Deploying API changes with Managed Federation and GraphOS

federation

A federated GraphQL API is a multi-tiered architecture made up of independent components. GraphQL requests flow through multiple components to construct a response, which in turn flow back through those same components to create a response to send back to the caller, as illustrated below:

Allowing teams to independently update the components they own is a key benefit of federation. However, understanding and de-risking changes to a component can be challenging, especially because changes might require cascading changes in other components. This is especially true for GraphQL schema definitions, which must be coordinated between subgraph services and the Router.

This document will cover the basic release steps that involvev changes to an existing supergraph API. We will not go into depth on deploying changes to runtime code or the Router runtime configuration.

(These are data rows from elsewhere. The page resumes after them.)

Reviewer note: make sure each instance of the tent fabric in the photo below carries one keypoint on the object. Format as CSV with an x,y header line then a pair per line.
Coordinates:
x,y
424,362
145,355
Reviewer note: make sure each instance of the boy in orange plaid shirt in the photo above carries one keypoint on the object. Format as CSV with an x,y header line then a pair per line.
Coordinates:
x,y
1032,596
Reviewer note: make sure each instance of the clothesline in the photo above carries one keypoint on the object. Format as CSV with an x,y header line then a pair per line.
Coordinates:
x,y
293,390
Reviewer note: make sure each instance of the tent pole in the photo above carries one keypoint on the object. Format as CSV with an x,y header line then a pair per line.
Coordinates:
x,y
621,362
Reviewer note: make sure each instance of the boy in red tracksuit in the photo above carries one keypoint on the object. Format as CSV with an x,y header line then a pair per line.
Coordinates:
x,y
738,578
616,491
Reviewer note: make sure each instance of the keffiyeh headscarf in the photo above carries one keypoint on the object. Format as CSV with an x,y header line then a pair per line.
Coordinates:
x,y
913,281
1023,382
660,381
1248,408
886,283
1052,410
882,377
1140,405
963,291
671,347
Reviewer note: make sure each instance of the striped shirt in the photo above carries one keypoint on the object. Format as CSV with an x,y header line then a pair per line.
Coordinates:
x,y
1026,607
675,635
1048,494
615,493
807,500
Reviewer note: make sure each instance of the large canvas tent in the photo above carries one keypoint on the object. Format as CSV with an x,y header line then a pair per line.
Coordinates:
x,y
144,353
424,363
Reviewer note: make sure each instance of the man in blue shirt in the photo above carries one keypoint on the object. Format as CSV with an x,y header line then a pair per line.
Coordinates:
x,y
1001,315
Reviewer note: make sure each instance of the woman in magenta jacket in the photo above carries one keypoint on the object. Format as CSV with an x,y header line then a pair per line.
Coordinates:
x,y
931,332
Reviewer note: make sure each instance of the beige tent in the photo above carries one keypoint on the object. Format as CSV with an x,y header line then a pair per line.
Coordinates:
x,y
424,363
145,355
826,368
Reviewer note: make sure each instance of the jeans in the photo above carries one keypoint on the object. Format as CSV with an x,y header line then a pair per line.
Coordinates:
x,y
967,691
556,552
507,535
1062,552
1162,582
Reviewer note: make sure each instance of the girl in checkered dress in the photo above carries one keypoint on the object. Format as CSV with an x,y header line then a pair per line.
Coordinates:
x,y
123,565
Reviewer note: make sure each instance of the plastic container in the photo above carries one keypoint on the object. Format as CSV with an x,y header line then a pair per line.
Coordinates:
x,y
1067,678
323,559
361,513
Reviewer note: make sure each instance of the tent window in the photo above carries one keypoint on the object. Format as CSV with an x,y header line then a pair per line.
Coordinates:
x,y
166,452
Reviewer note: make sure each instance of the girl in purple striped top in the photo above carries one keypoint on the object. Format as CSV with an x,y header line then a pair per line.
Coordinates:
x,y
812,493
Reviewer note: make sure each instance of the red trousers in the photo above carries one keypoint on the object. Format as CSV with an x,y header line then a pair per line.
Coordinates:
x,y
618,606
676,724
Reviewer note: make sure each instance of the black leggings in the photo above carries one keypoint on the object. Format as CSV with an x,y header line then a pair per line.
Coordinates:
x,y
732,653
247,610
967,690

Specifically, we'll examine two scenarios, both of which involve introducing changes to an existing federated API schema

Backward compatible subgraph schema changes
Backward incompatible subgraph schema changes

This guide assumes the general use of Apollo GraphOS and some of it's specific features:

Managed Federation for propagating the supergraph schema to your Router at runtime
Rover for publishing subgraph schemas and running Schema Checks
Apollo Studio for viewing GraphOS metrics and determining things like when it's safe to remove fields.

The release guidelines for each scenario should generally apply to all release management systems, whether we're deploying to Kubernetes, serverless, or bare metal. Some details might change depending on whether we have a manual deployment process, a continuous delivery process, or something in between.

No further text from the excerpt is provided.